This study identifies the fundamental failure mechanisms of large language models (LLMs) in generating or cracking real-world passwords based on users’ structured attributes. Method: We systematically evaluate open-source LLMs—including TinyLLaMA, Falcon-RW-1B, and Flan-T5—on synthetic user profiles, measuring password generation accuracy under both plaintext and SHA-256 hash settings using Hit@1/5/10 metrics. Contribution/Results: All models achieve ≤1.5% Hit@10 accuracy—substantially underperforming conventional rule-based and combinatorial password cracking tools. Crucially, this work provides the first empirical evidence that pre-trained LLMs inherently lack cryptographic domain knowledge, user behavioral priors, and structured reasoning memory; consequently, they cannot effectively model real-world password distributions—even after unsupervised fine-tuning. Our findings establish critical methodological benchmarks and deliver a key caution regarding the applicability boundaries of LLMs in security-sensitive contexts.
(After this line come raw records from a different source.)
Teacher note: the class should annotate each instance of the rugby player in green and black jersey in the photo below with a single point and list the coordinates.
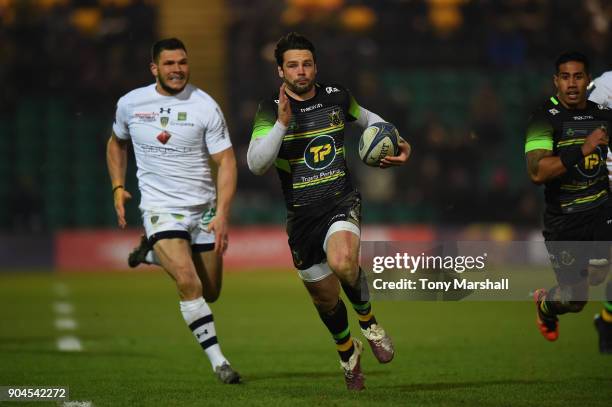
(301, 132)
(566, 148)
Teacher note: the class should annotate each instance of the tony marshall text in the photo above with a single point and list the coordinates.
(426, 284)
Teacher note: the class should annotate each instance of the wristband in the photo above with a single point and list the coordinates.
(571, 156)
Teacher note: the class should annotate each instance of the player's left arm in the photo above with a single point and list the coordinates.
(227, 175)
(222, 153)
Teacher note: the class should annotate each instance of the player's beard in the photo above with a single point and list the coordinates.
(171, 91)
(300, 89)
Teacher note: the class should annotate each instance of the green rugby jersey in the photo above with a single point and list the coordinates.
(311, 162)
(555, 128)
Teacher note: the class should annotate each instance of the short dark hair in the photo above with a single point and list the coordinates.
(572, 56)
(166, 44)
(292, 40)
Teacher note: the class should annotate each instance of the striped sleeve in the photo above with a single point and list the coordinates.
(539, 134)
(264, 120)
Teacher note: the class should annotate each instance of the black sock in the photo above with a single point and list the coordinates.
(336, 322)
(359, 296)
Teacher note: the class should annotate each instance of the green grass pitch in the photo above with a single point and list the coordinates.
(137, 350)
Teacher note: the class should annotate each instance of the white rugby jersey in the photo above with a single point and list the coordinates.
(600, 92)
(173, 137)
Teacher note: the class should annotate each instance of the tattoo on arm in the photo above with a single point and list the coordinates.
(533, 160)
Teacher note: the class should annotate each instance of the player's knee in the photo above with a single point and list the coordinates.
(576, 306)
(343, 264)
(211, 295)
(189, 284)
(325, 303)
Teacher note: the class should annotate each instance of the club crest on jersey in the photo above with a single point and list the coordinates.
(335, 119)
(163, 137)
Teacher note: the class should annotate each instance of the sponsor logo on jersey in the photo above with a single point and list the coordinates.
(163, 137)
(335, 119)
(311, 108)
(320, 152)
(145, 116)
(592, 164)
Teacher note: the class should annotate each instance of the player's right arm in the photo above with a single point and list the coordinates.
(542, 164)
(268, 133)
(116, 161)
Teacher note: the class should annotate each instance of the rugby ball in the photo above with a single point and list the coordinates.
(378, 141)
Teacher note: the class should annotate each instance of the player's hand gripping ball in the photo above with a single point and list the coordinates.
(378, 141)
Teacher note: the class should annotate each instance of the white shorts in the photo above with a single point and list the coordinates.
(319, 271)
(186, 223)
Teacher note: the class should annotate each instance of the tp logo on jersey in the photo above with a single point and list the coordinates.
(320, 152)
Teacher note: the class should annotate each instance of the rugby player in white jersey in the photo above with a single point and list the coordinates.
(176, 129)
(600, 92)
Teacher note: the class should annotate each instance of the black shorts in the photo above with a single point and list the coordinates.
(307, 227)
(571, 249)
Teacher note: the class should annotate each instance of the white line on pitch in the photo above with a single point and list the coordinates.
(62, 307)
(61, 289)
(65, 324)
(69, 344)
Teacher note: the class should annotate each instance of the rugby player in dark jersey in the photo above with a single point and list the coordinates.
(566, 147)
(301, 133)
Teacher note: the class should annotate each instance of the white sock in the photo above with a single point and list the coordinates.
(151, 258)
(199, 317)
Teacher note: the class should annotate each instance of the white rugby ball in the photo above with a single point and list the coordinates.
(378, 141)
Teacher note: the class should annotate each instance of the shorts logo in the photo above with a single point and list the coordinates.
(567, 259)
(296, 258)
(320, 152)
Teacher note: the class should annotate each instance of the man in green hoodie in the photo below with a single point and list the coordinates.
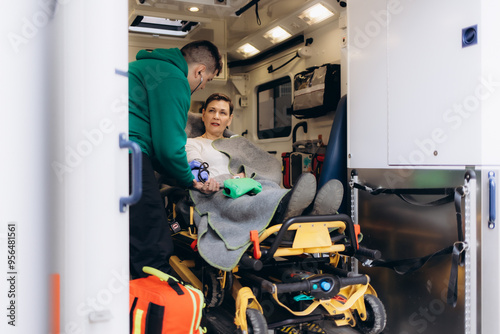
(160, 86)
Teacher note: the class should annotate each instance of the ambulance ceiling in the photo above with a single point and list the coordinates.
(218, 20)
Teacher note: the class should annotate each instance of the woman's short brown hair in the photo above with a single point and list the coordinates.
(219, 97)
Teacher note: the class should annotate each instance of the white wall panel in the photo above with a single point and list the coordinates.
(434, 108)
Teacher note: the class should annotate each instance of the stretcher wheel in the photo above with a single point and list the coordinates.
(375, 316)
(256, 322)
(212, 287)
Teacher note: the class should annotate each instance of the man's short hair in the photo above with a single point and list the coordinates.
(220, 97)
(203, 52)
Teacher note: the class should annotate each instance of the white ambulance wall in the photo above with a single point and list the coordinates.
(420, 101)
(326, 49)
(25, 221)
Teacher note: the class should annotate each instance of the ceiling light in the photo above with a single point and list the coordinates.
(315, 14)
(162, 26)
(247, 50)
(277, 35)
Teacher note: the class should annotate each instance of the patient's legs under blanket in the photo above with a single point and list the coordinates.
(224, 224)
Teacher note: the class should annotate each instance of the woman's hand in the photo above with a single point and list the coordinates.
(210, 186)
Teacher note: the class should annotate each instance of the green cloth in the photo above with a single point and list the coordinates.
(159, 100)
(235, 188)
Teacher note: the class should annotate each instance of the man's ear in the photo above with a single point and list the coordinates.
(199, 68)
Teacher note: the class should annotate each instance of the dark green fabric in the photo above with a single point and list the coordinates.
(159, 100)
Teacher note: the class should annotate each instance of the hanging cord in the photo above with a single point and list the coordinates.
(257, 13)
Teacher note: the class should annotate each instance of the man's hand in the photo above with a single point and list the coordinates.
(210, 186)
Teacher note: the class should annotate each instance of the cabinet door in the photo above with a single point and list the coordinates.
(435, 87)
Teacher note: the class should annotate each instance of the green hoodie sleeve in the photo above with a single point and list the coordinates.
(168, 112)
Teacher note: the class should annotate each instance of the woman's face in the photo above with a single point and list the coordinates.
(216, 118)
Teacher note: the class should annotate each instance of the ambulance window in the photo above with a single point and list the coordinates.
(274, 99)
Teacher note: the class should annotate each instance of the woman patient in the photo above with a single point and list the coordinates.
(224, 219)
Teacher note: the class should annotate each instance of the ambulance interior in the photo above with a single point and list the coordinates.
(418, 82)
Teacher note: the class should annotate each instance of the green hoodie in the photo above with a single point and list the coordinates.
(159, 100)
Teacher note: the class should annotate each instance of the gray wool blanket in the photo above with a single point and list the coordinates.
(224, 224)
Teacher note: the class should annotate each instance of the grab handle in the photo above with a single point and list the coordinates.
(492, 190)
(136, 172)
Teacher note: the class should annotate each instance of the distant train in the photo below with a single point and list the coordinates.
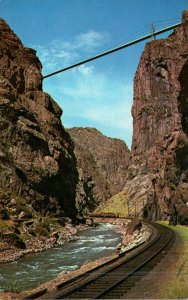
(103, 215)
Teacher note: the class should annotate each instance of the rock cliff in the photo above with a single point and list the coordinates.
(159, 166)
(102, 164)
(36, 153)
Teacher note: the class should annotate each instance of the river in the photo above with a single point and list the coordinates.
(37, 268)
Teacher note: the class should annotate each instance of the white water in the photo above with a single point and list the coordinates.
(34, 269)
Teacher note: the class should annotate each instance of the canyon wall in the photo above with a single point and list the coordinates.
(159, 165)
(36, 153)
(102, 164)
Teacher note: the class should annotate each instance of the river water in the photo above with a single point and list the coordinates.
(37, 268)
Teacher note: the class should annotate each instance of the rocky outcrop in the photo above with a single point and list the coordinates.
(36, 153)
(102, 164)
(159, 166)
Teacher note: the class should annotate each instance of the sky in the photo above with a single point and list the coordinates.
(100, 93)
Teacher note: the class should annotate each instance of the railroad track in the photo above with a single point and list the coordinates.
(114, 278)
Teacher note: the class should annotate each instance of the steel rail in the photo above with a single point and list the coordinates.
(117, 272)
(114, 50)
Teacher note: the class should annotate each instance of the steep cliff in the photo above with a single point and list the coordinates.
(102, 164)
(159, 166)
(36, 153)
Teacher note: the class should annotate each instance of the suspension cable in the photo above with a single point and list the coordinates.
(114, 49)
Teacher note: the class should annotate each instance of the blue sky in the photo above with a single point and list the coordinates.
(98, 94)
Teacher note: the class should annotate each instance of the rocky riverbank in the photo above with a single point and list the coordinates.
(42, 243)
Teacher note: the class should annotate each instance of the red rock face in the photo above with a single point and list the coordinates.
(36, 153)
(160, 122)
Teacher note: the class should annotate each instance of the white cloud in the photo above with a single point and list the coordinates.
(60, 53)
(91, 40)
(96, 100)
(88, 95)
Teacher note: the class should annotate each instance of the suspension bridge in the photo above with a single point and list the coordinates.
(152, 34)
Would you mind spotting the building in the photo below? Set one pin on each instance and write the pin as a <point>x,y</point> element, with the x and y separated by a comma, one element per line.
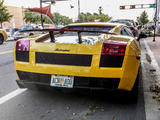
<point>17,19</point>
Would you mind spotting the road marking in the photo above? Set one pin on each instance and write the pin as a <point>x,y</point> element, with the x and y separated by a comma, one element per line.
<point>11,95</point>
<point>6,52</point>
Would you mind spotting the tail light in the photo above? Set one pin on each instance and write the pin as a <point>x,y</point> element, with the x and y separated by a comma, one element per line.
<point>111,47</point>
<point>23,45</point>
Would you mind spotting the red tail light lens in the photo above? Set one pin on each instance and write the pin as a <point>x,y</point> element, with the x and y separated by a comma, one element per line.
<point>23,45</point>
<point>111,47</point>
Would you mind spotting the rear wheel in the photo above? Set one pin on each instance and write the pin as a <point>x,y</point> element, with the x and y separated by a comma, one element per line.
<point>1,39</point>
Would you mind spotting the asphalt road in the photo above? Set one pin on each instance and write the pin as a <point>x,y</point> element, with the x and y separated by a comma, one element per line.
<point>63,105</point>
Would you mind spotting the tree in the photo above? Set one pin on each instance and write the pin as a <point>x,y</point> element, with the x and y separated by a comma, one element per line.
<point>88,17</point>
<point>35,18</point>
<point>143,19</point>
<point>4,14</point>
<point>61,20</point>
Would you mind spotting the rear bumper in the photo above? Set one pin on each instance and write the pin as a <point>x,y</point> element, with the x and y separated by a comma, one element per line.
<point>30,80</point>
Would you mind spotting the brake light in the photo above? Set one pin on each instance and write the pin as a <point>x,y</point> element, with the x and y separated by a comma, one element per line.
<point>111,47</point>
<point>22,45</point>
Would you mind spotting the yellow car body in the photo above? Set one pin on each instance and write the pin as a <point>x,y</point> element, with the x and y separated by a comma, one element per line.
<point>83,62</point>
<point>3,36</point>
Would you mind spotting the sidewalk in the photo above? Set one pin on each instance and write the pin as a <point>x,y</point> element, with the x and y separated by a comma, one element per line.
<point>150,62</point>
<point>155,47</point>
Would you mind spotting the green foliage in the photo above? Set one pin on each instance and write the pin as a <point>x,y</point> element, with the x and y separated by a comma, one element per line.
<point>4,14</point>
<point>143,19</point>
<point>61,20</point>
<point>88,17</point>
<point>35,18</point>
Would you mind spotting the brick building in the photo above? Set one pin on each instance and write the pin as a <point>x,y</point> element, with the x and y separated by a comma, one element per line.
<point>17,19</point>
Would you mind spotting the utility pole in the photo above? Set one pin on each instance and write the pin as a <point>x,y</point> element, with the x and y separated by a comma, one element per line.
<point>78,10</point>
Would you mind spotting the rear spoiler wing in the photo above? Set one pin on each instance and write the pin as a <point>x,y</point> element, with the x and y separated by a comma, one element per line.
<point>65,30</point>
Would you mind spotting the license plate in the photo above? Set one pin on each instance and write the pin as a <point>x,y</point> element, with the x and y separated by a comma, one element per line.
<point>62,81</point>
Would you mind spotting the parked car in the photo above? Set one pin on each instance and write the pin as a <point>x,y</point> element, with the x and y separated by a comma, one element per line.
<point>82,55</point>
<point>130,23</point>
<point>8,31</point>
<point>3,36</point>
The remarkable capabilities of Large Language Models (LLMs) in natural language understanding and generation have sparked interest in their potential for cybersecurity applications, including password guessing. In this study, we conduct an empirical investigation into the efficacy of pre-trained LLMs for password cracking using synthetic user profiles. Specifically, we evaluate the performance of state-of-the-art open-source LLMs such as TinyLLaMA, Falcon-RW-1B, and Flan-T5 by prompting them to generate plausible passwords based on structured user attributes (e.g., name, birthdate, hobbies). Our results, measured using Hit@1, Hit@5, and Hit@10 metrics under both plaintext and SHA-256 hash comparisons, reveal consistently poor performance, with all models achieving less than 1.5% accuracy at Hit@10. In contrast, traditional rule-based and combinator-based cracking methods demonstrate significantly higher success rates. Through detailed analysis and visualization, we identify key limitations in the generative reasoning of LLMs when applied to the domain-specific task of password guessing. Our findings suggest that, despite their linguistic prowess, current LLMs lack the domain adaptation and memorization capabilities required for effective password inference, especially in the absence of supervised fine-tuning on leaked password datasets. This study provides critical insights into the limitations of LLMs in adversarial contexts and lays the groundwork for future efforts in secure, privacy-preserving, and robust password modeling.